MORAL CAUSES FOR IMPEACHMENT.
Although impeachment comes before the House to-day, because the President has violated a specific law of Congress—and there is little doubt that his trial will be confined to one specific point, namely, his refusal to obey the Tenure-of-Office law—yet there are moral causes for impeachment which the country will not fail to consider. The decision of the House to-day will form one of the most important pages in American History, and generations will discuss its wisdom.
The country cannot fail to see that Mr. Johnson is a man who cannot be measured by the ordinary moral tests. We do not honor a man for being a gentleman any more than we honor a lady for being virtuous. It is the duty of every man and woman so to live that their lives may be pure and their names unspotted. It is the duty of every public man to leave a name in history that future generations may regard as an example. It will be in the mind of every Christian to-day that there are a hundred reasons for impeachment in the case of President Johnson which will hold good in general esteem, if not in law. We all remember the scenes of his inauguration as Vic
e-President. He was elected to a high office. It was the triumph of an idea which was dear to the heart of every laboring man. He was the representative of a despised class. He had labored with his hands at one of the most unpretending of employments. He had no advantages of wealth, education, or social culture. At a time when most young men are about to leave college, full of the classics and mathematics, he was beginning to read. Surmounting these difficulties, he had risen from place to place until he was the second officer of the country. Every laboring man felt ennobled in the elevation, for it showed that in free America the highest stations were open to the humblest.
We do not repeat the history of that shameful day when Mr. Johnson not only insulted his audience, but the class from which he sprung, and gave the enemies of labor the opportunity of saying: “Look at your representative workingman, your exalted plebian, your Senatorial tailor. This is what comes of your Democratic institutions! A boor is always a boor. The quality of governing exists only in the blue veins of gentlemen like us, who come from the loins of kings.

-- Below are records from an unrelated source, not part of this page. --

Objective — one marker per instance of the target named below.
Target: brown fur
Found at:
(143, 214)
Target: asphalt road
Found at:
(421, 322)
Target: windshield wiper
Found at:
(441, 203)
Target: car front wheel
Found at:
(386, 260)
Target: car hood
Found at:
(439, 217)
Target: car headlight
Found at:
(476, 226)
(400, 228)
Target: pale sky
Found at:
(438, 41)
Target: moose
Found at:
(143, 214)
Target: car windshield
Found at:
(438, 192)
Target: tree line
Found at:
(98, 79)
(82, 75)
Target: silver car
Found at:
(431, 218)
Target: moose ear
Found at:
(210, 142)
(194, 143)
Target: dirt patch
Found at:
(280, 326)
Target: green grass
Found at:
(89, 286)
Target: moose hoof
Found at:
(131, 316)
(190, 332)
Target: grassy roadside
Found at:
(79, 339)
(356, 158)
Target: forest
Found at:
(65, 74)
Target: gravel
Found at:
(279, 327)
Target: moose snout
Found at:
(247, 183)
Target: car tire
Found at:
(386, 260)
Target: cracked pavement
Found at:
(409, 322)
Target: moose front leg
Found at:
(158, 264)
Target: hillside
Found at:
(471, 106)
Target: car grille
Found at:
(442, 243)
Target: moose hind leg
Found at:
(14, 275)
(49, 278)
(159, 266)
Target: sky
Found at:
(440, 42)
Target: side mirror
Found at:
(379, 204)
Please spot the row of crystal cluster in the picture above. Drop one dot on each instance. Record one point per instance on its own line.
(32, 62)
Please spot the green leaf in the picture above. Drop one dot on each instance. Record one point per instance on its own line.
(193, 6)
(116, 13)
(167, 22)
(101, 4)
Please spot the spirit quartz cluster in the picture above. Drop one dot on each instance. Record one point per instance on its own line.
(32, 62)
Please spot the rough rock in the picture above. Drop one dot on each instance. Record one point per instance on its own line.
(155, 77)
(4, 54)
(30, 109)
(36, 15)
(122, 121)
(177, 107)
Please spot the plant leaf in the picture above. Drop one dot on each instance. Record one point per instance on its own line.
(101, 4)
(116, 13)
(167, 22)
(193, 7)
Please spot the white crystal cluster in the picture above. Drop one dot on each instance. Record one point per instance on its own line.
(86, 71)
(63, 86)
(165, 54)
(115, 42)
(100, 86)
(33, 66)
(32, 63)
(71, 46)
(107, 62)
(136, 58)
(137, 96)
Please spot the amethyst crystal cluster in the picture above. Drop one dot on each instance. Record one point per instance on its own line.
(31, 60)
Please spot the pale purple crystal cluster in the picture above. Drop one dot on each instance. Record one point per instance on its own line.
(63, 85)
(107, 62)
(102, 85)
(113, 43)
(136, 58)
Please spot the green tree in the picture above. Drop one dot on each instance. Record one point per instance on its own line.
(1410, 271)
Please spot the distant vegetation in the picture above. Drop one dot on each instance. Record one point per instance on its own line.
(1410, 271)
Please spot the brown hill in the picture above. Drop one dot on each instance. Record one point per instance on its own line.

This is what Democracy brings you.” We condoned that offense. But men buried it deep in their hearts, and Americans, proud of their country, and, above all, proud of the name of an American gentleman, blushed when they remembered that a drunken Vice-President had shaken his fist in the faces of the embassadors of foreign countries, and taunted them with their noble birth. They thought of it even more keenly when Mr. Johnson went “swinging around the circle.” The story of that dreadful journey has never been fully told. The name of a dead statesman was degraded. We have heard, in ruder civilizations, of a people reveling around a coffin, and boisterously carousing over the dead body of a departed friend. But it remained for a President of the United States to dig from the grave, as it were, the body of the dead Douglas, and go junketing with it through the country. There may have been a hope that the memory of the great leader would bring followers to his cause: but, be that as it may, the dishonor put upon his memory, and upon the country, was humiliating. We saw the President bandying words with a mob in Cleveland, defending riot and murder in St. Louis, and making wild, incoherent speeches at every station. Men have told us that they read accounts of this journey, in foreign lands, with crimsoned cheeks, and tearful eyes, and hearts heavy with shame, and that they almost blushed at the name of an American citizen. Andrew Johnson is the first Chief Magistrate of the country that ever disgraced his office by conduct unbecoming a gentleman.